News directors mostly shrugged off the criticism and said that no matter how gruesome a story is, it's news and they have an obligation to cover it. They're right. Though newsrooms often deliberately blur the line between what's appropriate and tasteful to air and tawdry sensationalism, school shootings are legitimate news. And it's unfair to lay all the blame for copycat violence and the threats of violence on news outlets. Violence laced video games, films, books, rap lyrics, and the hourly showing of Iraq war footage, as well as society's incessant tout of competition and aggression as male ritual are also prime culprits. They send the tacit message that violence is a socially accepted way to solve problems, and even get recognition. That message resonates squarely in the brains of many 18 to 30 year olds.
Even if a network didn't endlessly loop one grisly shooting on air, there would likely be school killings. In nearly every case, the shooters are driven to maniacal rage by taunts from schoolmates, or have a beef with teachers and administrators. The Secret Service and the U.S. Department of Education examined targeted school attacks from 1974 to 2000 in its Safe School Initiative. It found the vast majority of the attackers planned their deadly acts well in advance. There were strong signals that they were plagued by behavior problems. Cho was a near textbook example of that.
Schools also are a powerful symbol to many troubled young males that perceive that teachers, administrators or other students victimize them.
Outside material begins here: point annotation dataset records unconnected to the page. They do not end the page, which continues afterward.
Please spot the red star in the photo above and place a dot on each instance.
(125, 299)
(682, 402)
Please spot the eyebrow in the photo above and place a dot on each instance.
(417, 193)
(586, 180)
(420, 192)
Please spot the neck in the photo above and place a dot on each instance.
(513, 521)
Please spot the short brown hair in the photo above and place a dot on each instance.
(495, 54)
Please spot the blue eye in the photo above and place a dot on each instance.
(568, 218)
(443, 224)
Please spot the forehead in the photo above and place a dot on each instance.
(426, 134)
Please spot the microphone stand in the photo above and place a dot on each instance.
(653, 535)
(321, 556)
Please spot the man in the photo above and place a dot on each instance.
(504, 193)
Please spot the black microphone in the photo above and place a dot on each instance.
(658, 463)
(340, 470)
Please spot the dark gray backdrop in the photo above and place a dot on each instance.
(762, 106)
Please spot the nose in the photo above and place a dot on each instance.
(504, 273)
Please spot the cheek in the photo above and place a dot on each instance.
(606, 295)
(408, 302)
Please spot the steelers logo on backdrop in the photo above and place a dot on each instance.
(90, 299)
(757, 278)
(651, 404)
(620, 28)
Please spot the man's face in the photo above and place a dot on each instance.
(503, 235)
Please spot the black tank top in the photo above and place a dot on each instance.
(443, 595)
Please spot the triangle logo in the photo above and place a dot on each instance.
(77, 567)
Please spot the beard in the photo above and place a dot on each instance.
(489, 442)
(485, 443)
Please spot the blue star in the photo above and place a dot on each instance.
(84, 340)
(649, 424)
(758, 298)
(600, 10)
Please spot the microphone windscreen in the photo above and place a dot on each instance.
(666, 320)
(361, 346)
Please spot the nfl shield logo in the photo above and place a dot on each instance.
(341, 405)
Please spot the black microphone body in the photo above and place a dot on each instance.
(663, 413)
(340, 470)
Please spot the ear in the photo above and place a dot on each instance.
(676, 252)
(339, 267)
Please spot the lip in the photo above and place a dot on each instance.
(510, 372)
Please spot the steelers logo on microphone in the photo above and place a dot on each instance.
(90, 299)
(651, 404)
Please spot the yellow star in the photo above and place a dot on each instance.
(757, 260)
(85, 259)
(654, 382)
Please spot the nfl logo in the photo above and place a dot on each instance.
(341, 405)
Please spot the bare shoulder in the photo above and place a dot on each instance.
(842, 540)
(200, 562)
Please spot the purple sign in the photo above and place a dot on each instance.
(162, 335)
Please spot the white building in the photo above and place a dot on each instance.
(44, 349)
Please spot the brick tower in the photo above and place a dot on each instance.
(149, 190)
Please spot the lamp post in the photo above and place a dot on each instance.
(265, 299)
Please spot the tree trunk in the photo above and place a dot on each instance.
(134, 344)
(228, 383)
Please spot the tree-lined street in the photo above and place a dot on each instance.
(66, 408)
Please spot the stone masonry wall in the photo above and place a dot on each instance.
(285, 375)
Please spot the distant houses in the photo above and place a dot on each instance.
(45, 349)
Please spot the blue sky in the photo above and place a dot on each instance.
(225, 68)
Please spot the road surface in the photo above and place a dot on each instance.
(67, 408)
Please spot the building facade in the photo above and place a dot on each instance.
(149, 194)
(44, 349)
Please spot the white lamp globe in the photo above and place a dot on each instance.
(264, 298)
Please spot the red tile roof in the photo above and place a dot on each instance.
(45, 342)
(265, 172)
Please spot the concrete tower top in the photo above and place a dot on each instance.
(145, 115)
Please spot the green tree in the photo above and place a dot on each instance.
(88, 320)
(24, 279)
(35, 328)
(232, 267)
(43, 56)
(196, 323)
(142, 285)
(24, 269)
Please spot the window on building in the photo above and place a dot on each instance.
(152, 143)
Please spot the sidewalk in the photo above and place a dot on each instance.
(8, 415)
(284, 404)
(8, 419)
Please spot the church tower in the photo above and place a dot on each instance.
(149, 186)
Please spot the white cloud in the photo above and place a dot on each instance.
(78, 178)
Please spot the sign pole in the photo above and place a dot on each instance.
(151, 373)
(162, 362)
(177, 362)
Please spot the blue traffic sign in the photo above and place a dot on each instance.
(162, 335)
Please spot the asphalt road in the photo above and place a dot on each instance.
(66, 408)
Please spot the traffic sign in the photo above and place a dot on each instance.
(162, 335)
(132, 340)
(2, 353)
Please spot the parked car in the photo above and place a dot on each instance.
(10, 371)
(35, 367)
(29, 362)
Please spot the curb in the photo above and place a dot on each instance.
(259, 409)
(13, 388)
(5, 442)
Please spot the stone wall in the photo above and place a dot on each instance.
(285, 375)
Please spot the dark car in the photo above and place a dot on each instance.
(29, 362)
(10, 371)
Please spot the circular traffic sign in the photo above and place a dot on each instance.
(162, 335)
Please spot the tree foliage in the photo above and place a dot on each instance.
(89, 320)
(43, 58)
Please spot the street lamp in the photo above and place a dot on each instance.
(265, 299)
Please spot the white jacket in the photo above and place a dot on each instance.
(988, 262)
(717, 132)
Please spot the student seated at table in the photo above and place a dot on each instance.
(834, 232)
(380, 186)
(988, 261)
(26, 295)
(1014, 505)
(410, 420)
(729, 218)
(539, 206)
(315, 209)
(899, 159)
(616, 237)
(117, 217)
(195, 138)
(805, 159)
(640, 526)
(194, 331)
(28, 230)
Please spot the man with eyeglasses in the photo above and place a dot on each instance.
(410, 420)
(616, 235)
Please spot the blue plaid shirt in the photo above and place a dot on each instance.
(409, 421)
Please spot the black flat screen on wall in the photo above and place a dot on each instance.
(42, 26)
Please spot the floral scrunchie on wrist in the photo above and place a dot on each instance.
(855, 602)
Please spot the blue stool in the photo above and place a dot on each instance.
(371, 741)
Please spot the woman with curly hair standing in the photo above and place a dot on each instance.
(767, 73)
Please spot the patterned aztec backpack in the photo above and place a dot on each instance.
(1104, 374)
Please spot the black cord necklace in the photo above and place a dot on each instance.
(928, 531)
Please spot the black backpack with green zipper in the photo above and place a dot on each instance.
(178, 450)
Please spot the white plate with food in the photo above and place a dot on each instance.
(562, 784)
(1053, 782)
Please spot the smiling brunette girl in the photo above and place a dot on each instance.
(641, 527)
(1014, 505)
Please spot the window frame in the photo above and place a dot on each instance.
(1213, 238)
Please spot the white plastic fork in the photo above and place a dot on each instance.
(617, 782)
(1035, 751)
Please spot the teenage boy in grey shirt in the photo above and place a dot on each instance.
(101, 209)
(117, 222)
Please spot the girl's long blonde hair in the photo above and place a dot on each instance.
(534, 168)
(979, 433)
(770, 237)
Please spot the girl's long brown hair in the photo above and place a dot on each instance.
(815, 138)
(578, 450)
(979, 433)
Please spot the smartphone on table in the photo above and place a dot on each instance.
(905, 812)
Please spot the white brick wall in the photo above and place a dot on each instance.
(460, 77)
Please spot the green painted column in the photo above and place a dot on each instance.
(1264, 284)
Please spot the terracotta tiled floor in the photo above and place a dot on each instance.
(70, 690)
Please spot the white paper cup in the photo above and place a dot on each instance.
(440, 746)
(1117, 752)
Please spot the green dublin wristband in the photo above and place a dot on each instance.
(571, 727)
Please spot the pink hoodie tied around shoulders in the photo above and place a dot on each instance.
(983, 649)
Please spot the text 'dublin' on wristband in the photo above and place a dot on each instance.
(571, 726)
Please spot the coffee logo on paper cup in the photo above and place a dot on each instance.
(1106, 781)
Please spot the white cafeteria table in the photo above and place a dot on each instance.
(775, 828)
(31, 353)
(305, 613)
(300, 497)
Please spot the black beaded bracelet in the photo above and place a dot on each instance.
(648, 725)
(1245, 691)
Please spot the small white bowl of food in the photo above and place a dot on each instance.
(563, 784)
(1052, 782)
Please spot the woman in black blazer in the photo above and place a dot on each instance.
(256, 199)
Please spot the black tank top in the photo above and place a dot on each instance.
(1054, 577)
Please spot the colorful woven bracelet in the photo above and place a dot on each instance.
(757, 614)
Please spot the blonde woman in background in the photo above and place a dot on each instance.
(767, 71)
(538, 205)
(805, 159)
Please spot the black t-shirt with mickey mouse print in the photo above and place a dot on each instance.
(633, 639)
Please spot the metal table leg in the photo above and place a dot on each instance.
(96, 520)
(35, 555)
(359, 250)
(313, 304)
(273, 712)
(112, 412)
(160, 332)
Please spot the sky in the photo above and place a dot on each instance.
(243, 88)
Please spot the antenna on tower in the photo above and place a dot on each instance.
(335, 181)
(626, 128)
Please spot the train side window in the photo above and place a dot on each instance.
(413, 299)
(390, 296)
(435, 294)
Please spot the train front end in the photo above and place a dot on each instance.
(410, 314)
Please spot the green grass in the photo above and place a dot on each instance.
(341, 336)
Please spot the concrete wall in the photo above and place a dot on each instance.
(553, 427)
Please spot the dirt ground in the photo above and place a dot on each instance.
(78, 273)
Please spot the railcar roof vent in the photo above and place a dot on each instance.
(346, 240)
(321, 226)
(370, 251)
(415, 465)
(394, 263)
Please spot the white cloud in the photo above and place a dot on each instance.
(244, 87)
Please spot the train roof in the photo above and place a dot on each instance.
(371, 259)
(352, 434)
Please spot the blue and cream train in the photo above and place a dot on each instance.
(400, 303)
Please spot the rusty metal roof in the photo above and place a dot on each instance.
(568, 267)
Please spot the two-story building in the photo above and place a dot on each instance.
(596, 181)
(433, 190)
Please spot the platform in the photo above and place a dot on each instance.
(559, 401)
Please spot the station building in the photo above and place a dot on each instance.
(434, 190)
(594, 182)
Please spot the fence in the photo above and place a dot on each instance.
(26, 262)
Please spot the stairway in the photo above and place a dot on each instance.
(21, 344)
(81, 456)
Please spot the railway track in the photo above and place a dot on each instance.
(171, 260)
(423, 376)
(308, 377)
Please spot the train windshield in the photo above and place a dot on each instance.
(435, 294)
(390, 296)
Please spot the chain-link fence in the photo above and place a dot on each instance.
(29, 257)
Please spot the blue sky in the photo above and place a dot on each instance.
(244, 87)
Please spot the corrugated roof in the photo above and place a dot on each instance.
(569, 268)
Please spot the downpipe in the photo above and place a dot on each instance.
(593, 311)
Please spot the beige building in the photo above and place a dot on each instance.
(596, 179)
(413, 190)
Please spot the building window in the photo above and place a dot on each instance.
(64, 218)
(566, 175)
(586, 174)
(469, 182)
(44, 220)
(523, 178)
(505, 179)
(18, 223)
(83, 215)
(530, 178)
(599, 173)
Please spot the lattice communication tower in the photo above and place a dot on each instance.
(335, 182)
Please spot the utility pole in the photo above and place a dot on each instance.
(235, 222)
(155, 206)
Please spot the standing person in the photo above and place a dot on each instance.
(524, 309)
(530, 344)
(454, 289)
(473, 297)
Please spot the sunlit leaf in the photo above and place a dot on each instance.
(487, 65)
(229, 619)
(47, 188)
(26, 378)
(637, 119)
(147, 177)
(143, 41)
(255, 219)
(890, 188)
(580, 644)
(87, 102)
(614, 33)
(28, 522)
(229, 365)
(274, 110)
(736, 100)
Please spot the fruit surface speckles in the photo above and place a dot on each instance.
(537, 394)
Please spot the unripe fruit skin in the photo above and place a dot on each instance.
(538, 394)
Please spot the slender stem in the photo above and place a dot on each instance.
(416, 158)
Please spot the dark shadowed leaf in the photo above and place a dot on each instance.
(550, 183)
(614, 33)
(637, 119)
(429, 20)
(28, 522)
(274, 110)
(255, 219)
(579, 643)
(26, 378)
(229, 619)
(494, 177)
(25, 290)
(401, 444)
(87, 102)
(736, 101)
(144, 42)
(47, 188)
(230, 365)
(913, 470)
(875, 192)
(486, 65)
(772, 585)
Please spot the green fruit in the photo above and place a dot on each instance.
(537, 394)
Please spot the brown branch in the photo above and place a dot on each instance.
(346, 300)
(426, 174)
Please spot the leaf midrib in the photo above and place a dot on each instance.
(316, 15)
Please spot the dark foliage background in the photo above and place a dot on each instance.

This reinforces the notion that society is unfair and unjust, and schools are the logical target for their revenge.
Still when the networks shifted gears and downplayed or ceased covering school shootings copycat school shootings disappeared. The September 11 terror attacks were a good example of that. Before the attacks, school shootings were the rage on newscasts. The Columbine High School massacre in 1999 was the pinnacle of the coverage. The nonstop coverage incited a wave of near national panic. There were dozens of school threats and handful of copycat shootings. A terrified public believed that every campus was one disturbed student away from a bloodbath.
September 11 instantly changed that. School shootings were suddenly non-news. When one happened, it got short media shrift, and because it did, reports of school shootings virtually vanished for nearly two years. The lull presented a false sense that school shootings were a thing of the past. That isn't the case. But it presents another dilemma for the news networks. How to cover a school shooting without sensationalizing it and perversely glamorizing the shooter? A psychologist, school or law enforcement officials that try to explain factors such as depression, mental illness, despondency, or the bullying effect that drives shooters to their deranged acts can't be neatly packaged into a 20 second sound bite The sight and sound of bullets flying can be. That further feeds the mix of horror and fascination the public has with TV violence.
Cho's assault triggered a tinge of media bashing, hand wringing over violence coverage, and even a momentary soul search by a few news directors about it. But as long as violence drives ratings, and viewers help boost those ratings, a copycat Cho will continue to be a horrifying possibility.